Joséphine, Youssef, Rachid, Khalil, Muhammad… Printemps arabe, 2011. Après la vague de liberté qui a déferlé sur l’Afrique du Nord, le peuple Syrien essaie à son tour de faire valoir ses droits. Ces jeunes n’aspirent qu’à avoir un parlement, des lois justes, une meilleure répartition des richesses. Malheureusement, Bachar El Assad va s’accrocher à son pouvoir dans une répression terrible, torturant et tuant tout contestataire, semant la terreur. Abandonnés du reste du monde, les Syriens vont être pris en étau entre une dictature fasciste et un islamisme intégriste montant. L’auteur, exilé politique lui-même, décrit la pression qui monta peu à peu pour cette jeunesse qui a cru à la justice et qui n’a trouvé que les impasses de la fuite ou de la mort. On aurait envie que ça finisse bien.
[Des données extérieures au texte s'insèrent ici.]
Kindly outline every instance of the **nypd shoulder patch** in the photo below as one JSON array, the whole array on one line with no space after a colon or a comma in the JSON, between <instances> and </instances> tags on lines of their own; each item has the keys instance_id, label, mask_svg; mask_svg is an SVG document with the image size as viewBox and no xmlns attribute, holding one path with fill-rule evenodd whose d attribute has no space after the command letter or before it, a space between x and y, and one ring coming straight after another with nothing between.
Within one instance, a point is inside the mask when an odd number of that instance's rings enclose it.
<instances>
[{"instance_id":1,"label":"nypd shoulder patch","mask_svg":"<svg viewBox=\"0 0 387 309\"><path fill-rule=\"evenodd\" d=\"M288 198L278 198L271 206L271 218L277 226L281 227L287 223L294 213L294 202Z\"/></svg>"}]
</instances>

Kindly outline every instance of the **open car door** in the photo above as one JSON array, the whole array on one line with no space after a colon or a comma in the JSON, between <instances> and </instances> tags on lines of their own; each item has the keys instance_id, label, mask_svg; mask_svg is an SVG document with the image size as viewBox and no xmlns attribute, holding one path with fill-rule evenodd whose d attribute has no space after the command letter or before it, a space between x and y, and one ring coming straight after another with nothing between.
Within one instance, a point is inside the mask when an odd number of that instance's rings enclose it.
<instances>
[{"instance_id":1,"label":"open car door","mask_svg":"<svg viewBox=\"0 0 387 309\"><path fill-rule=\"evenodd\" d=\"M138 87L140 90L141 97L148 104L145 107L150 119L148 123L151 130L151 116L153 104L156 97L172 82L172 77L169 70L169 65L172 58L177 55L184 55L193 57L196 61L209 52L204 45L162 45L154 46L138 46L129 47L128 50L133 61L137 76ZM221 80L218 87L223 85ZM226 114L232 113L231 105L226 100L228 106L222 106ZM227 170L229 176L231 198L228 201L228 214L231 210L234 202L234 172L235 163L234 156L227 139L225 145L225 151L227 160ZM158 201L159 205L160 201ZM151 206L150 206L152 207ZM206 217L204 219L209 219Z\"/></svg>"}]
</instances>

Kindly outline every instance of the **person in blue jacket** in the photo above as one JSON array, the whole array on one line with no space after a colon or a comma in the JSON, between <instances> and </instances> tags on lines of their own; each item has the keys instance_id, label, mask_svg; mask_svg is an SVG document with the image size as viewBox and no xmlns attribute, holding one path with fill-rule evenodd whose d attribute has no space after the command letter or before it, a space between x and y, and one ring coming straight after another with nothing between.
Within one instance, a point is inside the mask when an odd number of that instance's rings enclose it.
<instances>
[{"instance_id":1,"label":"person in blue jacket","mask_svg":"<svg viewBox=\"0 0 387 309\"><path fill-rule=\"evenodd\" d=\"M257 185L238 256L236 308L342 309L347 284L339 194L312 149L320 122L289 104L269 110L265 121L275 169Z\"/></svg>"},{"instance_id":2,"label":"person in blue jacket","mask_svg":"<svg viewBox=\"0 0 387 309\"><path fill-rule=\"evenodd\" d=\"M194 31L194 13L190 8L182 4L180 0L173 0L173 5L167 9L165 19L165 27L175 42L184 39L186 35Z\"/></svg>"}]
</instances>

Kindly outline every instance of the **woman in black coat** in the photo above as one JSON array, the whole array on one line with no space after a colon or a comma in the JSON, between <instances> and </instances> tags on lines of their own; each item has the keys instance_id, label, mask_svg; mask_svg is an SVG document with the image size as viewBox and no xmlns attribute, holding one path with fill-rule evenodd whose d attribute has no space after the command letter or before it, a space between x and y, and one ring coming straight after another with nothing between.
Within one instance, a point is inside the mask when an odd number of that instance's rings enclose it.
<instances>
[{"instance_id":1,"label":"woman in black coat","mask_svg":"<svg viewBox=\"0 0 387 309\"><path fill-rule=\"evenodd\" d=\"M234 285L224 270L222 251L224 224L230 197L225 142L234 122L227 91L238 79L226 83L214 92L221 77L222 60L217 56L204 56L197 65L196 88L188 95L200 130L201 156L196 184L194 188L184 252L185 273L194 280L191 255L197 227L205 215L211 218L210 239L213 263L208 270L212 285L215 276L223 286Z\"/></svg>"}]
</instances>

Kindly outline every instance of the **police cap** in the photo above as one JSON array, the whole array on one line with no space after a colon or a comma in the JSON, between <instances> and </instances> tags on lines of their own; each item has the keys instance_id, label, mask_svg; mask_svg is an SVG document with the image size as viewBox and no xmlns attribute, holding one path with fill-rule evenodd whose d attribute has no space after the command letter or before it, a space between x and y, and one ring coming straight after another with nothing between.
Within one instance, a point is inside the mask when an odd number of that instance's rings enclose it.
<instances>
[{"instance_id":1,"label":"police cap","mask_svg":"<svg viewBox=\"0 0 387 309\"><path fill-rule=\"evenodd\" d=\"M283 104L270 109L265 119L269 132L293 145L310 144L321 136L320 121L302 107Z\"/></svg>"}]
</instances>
On sait que ça n’a pas été le cas. J’avais ce livre dans ma PAL depuis un moment, la sortie du dernier ouvrage de l’auteur sur les accointances de LFI avec les islamistes m’a donné envie de le faire remonter dans ma pile.
Dans un roman, on peut dire n’importe quoi. Mais quand on voit les contre-vérités assénées dans notre beau pays, il est bon de s’appuyer sur des personnes qui savent de quoi elles parlent et non des pseudos spécialistes qui s’expriment à tort et à travers.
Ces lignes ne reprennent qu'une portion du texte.